The stanza, Your Presence is Requested is composed of four panels – The Invitation, Cold War Gods, Peppermint Gyre, and Gilded Coast. The first panel lists important dates, places, and events to the establishment of Shenzhen. In the subsequent three panels, two theory squares synthesize the implications of the “data” in three photographs. Thus, in Cold War Gods a montage of Deng Xiaoping, Margaret Thatcher, Mikhail Gorbachev, and Ronald Reagan first crosses from the Soviet Union to the People’s Republic and then approaches the Sino-British border at Shenzhen / Hong Kong. Photographs of Mao Zedong, the Jade Emperor shrine at the Southern Gate of Old Nantou, and the engraved base of the Deng Xiaoping memorial in Lianhua Park index the processes through which political decisions are built into the environment and political leaders variously deified. Likewise, Peppermint Gyre tracks the currents in the Pacific Ocean that bring both warmth and artificial Christmas trees to Oregon. Gilded Coast uses NASA images to illustrate the investment environment of the Nantou Peninsula.
The stanza, Naturalizations is in progress. I have mounted four studies for this stanza – Virtuous Transformations, Heads Buried in Delta Sands, Shennan Road, and Building Blocks. In these panels, I am meditating on the relationships between fengshui principles, imported exotica, and Shenzhen street culture. I am particularly interested in tracking human desire as an element of ecological transformation.

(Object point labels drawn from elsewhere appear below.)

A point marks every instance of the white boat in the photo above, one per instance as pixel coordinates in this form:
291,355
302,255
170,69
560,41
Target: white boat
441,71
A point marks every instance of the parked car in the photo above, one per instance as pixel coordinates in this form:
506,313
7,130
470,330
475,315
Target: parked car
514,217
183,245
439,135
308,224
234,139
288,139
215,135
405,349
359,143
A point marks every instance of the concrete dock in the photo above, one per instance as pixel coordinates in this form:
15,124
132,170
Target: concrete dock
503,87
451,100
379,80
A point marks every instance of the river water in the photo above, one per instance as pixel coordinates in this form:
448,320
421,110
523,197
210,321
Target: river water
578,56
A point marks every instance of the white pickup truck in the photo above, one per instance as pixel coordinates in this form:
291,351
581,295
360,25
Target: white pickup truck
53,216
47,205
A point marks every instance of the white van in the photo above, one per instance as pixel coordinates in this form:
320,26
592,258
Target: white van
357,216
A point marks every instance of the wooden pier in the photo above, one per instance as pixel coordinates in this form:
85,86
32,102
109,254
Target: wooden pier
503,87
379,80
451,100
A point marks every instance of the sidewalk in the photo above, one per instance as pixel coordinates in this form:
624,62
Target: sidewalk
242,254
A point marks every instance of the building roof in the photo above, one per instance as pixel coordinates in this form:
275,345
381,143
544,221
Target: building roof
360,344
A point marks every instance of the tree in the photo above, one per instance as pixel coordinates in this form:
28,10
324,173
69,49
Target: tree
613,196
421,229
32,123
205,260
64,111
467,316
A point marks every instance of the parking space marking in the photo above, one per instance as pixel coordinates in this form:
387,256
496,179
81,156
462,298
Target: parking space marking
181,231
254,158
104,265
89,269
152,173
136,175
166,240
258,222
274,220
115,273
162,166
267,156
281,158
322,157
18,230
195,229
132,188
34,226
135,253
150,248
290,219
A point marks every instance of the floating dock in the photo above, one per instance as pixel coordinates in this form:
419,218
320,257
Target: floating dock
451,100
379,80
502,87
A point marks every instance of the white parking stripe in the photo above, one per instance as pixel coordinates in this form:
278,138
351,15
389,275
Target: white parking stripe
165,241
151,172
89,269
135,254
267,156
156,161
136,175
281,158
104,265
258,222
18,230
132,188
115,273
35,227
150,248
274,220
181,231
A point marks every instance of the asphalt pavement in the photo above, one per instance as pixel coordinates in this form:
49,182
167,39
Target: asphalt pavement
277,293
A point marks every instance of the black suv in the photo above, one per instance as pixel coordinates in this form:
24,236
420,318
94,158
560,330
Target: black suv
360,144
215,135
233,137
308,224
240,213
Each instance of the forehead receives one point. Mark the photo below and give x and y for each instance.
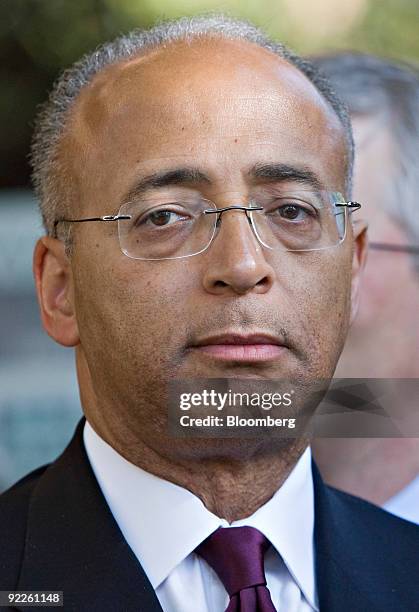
(226, 104)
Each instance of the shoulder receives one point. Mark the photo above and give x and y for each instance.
(14, 505)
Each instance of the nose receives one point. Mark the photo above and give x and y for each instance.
(235, 261)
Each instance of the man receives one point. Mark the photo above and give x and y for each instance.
(383, 99)
(188, 179)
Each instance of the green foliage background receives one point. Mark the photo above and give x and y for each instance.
(39, 38)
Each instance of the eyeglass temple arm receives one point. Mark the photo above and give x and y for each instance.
(395, 248)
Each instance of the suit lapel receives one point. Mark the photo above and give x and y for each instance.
(364, 556)
(74, 544)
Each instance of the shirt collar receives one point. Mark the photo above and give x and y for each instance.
(155, 515)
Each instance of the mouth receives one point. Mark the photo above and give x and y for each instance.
(248, 348)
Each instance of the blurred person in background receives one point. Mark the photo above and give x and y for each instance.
(383, 100)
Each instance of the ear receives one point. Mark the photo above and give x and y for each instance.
(54, 286)
(358, 263)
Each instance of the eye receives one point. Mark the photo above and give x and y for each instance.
(293, 212)
(161, 217)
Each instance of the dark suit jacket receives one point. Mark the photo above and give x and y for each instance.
(57, 533)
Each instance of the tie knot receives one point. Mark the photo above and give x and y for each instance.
(236, 555)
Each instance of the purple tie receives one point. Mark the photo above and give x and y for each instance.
(236, 555)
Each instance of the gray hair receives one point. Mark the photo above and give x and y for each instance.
(375, 87)
(48, 171)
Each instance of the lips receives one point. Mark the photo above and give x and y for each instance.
(241, 347)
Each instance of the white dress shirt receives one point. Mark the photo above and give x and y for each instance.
(163, 524)
(406, 502)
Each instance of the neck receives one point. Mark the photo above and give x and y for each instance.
(230, 486)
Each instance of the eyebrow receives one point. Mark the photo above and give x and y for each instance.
(269, 172)
(284, 172)
(164, 178)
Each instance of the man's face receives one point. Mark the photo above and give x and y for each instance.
(222, 108)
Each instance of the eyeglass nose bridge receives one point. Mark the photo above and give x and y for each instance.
(246, 209)
(219, 211)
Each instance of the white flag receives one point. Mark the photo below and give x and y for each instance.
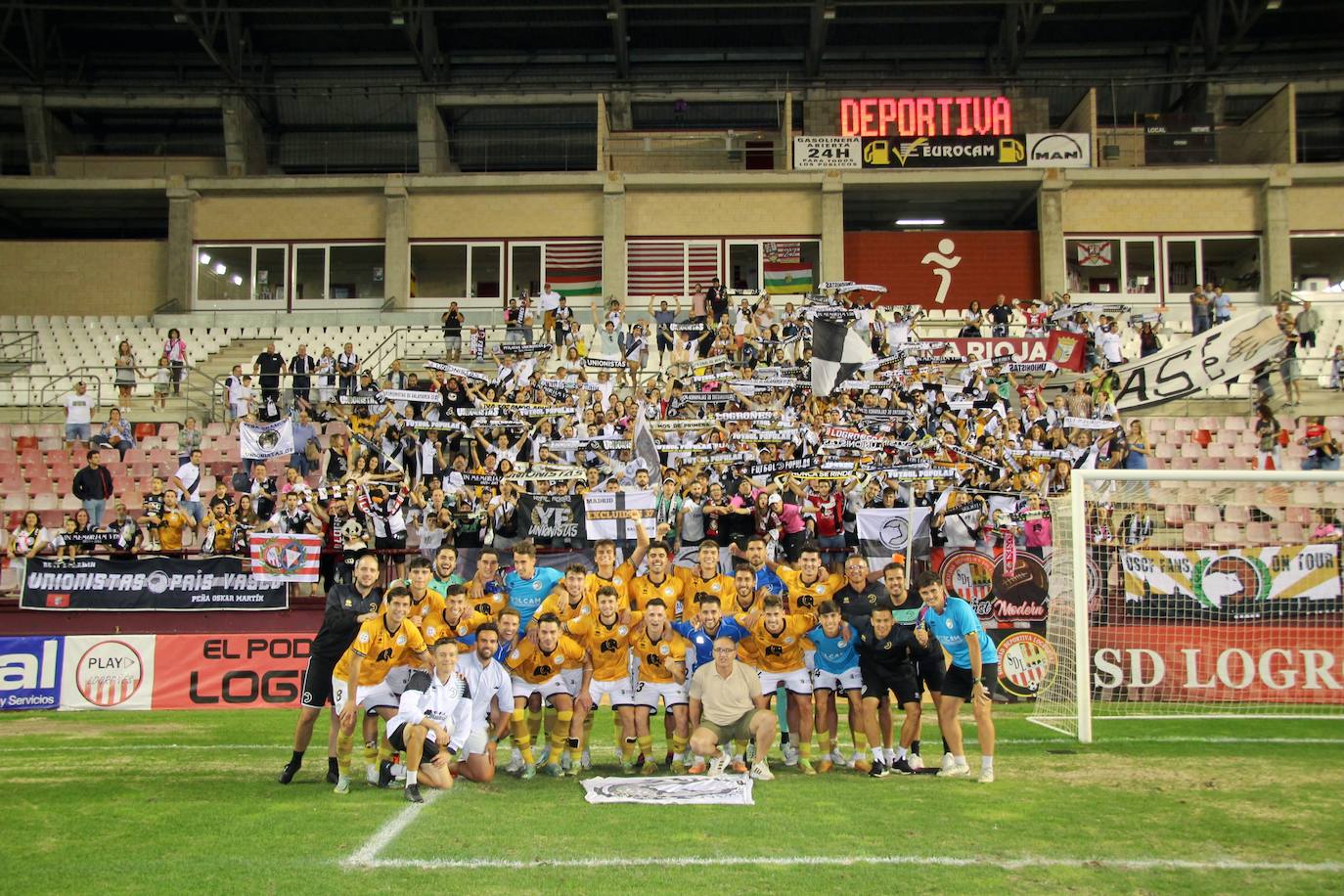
(266, 441)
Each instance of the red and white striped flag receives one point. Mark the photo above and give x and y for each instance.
(285, 558)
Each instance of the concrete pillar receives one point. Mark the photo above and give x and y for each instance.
(1050, 234)
(613, 238)
(182, 255)
(832, 226)
(1277, 263)
(618, 107)
(434, 152)
(820, 112)
(45, 135)
(604, 132)
(397, 244)
(245, 141)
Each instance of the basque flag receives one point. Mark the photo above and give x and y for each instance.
(837, 351)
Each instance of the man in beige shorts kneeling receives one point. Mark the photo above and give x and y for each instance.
(726, 705)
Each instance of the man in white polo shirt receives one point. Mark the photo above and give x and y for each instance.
(726, 705)
(549, 299)
(78, 413)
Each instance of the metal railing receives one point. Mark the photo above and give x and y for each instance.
(195, 392)
(18, 347)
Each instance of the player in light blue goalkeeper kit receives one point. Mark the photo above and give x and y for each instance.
(834, 672)
(972, 675)
(528, 585)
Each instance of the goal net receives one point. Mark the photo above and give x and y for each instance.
(1185, 594)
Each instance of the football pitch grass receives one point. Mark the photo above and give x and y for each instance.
(189, 802)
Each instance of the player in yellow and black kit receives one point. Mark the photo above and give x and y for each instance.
(538, 665)
(779, 640)
(607, 641)
(359, 680)
(660, 676)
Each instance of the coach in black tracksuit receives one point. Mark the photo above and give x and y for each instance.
(347, 607)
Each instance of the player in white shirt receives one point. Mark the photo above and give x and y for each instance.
(433, 722)
(491, 690)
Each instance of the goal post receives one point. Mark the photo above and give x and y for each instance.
(1193, 594)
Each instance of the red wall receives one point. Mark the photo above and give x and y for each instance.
(992, 262)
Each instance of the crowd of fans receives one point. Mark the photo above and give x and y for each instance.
(983, 443)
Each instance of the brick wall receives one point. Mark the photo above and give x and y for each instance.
(991, 262)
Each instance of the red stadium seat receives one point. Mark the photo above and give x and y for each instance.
(1207, 514)
(1195, 533)
(1260, 533)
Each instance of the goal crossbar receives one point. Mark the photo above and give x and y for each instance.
(1080, 484)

I conclude by thanking those whose work and gifts enabled this time of creative reflection. In Shenzhen, Yang Qian and Liu Gaoming encouraged me; Zhang Tong, Hu Lin, and Jiang Jining provided resources and deep history. At Sitka, Jalene Case, Molly Champion, Eric Vines, and Ryan “the handyman” removed hindrances. Paul and Cheryl Katen, Frank and Jane Boyden, Jack and Laura Doyle, and Dan and Kate Twitchell nourished me with their hospitality. Duncan and Melany Berry introduced me to the inspirations of West Wind. Sarah Greene taught me about “death by salt” in the vitalization of the estuary. My fellow residents, Matt Bower, Dawn Stetzel, and Kim Stafford embodied generous creativities. Elizabeth Black and Vicky at the Lincoln City Cultural Center facilitated this show.